Il était presque midi
lorsqu’Édouard et Félicia arrivèrent chez elle. La pluie torrentielle était en
voie de devenir une simple facette du quotidien, comme la neige en hiver ou la
noirceur la nuit. Il ne se souciait plus de ses cheveux ruisselants ou de ses
vêtements détrempés : il avait l’habitude.
Ils s’étaient arrêtés en
chemin pour acheter deux barquettes de sushi qu’ils attaquèrent à la minute de
leur arrivée. « En faisant le test ici, dit Félicia sans préambule, on
saura tout de suite si on a perdu Hill. Pouah, je m’attendais à mieux, côté
riz… Qu’est-ce qui te fait sourire? »
Pour sa part, Édouard n’avait
rien à redire à propos de la bouffe. Ce qui le faisait sourire, c’était de
reconnaître chez Félicia le même élan passionné que lorsqu’il se penchait sur
un dossier qui attisait sa curiosité. « Rien… Continue… Alors, tu
comptes procéder comment?
— Je vais
réinscrire le symbole sur ton bras, et voir ce qui se passe.
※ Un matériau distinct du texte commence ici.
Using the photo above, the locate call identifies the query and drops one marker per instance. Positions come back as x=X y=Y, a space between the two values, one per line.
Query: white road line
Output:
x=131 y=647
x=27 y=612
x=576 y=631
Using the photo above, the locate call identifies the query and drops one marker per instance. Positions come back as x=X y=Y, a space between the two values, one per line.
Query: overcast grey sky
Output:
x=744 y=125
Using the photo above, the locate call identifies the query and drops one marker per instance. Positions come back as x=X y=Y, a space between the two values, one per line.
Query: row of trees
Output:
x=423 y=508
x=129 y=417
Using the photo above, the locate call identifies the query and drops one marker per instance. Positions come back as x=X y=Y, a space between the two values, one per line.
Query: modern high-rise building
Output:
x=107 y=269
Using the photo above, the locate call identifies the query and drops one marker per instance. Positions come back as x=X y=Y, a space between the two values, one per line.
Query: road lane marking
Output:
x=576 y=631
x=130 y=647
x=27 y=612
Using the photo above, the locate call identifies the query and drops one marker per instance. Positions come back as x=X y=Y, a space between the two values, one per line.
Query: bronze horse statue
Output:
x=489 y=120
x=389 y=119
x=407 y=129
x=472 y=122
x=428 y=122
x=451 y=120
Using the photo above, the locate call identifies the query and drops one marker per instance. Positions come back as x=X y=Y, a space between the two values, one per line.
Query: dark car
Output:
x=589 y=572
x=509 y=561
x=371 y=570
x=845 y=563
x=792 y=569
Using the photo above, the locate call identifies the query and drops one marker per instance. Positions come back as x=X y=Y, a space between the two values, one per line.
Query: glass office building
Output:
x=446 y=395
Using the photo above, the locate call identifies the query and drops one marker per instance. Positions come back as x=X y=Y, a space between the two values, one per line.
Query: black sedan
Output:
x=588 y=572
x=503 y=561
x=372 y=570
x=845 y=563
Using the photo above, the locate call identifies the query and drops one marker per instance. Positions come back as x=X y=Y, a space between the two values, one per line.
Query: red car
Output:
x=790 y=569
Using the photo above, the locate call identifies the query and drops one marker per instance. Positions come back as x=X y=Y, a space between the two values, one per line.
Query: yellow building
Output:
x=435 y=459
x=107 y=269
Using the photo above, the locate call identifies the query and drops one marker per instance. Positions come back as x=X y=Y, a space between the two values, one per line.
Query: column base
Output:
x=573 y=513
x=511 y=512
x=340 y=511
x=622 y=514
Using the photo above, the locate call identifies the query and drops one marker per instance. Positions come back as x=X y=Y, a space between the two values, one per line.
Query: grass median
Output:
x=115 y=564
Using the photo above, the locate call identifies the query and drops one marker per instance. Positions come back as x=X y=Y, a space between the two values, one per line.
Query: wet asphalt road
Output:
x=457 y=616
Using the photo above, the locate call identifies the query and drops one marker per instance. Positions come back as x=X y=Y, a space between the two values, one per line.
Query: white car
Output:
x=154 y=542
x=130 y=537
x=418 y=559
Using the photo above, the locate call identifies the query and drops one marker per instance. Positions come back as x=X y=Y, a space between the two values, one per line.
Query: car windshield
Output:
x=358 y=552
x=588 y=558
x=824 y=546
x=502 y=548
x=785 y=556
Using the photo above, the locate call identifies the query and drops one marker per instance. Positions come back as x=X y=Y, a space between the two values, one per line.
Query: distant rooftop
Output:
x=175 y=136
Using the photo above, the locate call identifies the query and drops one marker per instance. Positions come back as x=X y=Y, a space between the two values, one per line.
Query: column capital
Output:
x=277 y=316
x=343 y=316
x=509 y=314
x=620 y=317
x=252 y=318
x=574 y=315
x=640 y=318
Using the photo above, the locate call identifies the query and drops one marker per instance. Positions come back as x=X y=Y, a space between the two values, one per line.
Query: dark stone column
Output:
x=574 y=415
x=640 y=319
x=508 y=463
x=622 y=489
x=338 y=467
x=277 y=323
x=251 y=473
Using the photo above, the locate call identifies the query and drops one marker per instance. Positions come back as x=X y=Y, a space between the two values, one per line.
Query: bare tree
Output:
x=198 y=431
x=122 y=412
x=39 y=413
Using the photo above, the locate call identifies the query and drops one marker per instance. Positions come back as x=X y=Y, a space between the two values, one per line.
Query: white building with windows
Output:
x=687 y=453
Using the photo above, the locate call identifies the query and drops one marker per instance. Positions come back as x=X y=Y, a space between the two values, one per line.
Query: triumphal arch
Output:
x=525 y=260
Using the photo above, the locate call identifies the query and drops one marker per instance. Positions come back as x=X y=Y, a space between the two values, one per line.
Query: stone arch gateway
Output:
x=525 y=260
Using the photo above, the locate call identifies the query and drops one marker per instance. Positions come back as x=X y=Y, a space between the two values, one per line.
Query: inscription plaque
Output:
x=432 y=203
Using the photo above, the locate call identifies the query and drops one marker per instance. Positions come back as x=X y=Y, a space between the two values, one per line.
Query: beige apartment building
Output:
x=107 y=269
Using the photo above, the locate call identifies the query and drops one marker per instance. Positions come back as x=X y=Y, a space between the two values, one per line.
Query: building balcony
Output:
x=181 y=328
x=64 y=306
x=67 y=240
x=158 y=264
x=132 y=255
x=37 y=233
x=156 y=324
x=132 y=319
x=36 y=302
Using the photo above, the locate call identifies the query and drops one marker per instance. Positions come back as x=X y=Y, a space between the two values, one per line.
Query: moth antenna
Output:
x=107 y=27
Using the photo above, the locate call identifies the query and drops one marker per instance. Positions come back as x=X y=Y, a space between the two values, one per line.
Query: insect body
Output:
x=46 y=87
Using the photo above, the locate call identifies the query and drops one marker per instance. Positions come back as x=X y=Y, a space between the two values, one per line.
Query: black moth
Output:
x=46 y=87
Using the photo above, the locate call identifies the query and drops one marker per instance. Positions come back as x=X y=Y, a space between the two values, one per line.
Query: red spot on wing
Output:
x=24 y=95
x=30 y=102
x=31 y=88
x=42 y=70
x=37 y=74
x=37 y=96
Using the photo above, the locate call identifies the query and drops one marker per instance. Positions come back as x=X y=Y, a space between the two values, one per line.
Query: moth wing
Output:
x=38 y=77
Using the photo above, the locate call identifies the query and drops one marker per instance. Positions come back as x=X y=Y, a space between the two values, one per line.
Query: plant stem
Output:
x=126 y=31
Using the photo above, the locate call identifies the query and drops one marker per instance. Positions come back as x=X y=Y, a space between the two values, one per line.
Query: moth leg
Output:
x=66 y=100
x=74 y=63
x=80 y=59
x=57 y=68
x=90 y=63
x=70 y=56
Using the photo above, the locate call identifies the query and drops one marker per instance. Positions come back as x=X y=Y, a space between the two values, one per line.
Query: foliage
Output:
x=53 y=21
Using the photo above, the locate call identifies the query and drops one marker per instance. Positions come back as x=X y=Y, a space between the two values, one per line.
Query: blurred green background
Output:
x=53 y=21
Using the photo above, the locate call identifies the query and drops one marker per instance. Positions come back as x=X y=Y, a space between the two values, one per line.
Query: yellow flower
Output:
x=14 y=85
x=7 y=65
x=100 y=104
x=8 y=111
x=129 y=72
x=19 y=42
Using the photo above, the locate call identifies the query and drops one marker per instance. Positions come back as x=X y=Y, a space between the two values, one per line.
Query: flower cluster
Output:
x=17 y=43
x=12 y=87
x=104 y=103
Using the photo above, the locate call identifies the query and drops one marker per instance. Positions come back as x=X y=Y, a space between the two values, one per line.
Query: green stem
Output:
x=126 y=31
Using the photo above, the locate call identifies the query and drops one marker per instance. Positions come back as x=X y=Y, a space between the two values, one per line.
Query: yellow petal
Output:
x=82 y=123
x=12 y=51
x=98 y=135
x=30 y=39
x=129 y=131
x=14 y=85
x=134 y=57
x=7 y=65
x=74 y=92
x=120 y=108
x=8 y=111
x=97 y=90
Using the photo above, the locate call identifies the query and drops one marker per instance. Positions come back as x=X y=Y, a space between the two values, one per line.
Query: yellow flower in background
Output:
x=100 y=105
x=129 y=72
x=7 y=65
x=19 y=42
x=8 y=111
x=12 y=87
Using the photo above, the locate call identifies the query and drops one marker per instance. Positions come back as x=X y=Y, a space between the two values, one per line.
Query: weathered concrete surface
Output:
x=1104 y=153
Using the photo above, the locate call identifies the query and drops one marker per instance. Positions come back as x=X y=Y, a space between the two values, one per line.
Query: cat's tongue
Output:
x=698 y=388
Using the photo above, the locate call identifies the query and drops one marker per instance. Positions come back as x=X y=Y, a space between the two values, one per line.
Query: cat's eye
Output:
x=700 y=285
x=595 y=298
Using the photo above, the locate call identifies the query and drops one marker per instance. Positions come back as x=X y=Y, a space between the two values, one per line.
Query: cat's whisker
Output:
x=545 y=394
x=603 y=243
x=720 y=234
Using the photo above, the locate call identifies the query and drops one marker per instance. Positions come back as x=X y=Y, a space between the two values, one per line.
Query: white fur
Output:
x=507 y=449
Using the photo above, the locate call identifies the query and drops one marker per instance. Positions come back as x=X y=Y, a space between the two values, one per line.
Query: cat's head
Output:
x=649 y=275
— Voir ce qui se passe? Très scientifique comme approche…
— Si ça ne fonctionne
pas, je vais me tourner vers le symbole au grenier…
— Et si ça marche, et
que Hill reprend le dessus sur moi?
— Le symbole sera fait
avec un marqueur effaçable. Il suffira de…
— Félicia… Tu crois
qu’il se laissera faire?
— Je sais me défendre… »
Édouard n’était pas convaincu. Félicia le comprit; elle ajouta : « Tu
as raison. Nous allons mettre toutes les chances de notre côté. » Elle
trempa un sushi dans la sauce et le porta à sa bouche.
Édouard changea de
sujet. « Est-ce que j’ai bien compris, tout-à-l’heure? Avramopoulos a
référé à Hill comme ce damné Disciple…
— Oui, répondit-elle.
C’était peut-être une référence à un groupe de praticiens qui se faisait
appeler les Disciples de Khuzaymah. À ma connaissance, ils ont été tués
jusqu’au dernier…
— Est-ce que Hill
était l’un d’eux?
— Je ne sais pas… Je
ne vois pas pourquoi il l’aurait appelé comme ça sinon…
— Tu crois qu’ils se
sont connus, à l’époque?
— Peut-être… Je n’y
avais pas pensé… Il faudrait l’interroger…
— Hill ou Avramopoulos?
— Les deux! Bon, moi,
je n’ai plus faim. » Elle se leva sans égard pour Édouard qui, lui,
n’avait pas fini. Il la suivit à l’étage, barquette à la main, en mangeant avec
les doigts.
Félicia se rendit dans
la chambre des maîtres et alla tirer un coffre de son garde-robe. Il était
verrouillé par un petit cadenas à combinaison, du genre capable d’empêcher un
fouineur, mais qui ne résisterait pas longtemps face à un cambrioleur outillé.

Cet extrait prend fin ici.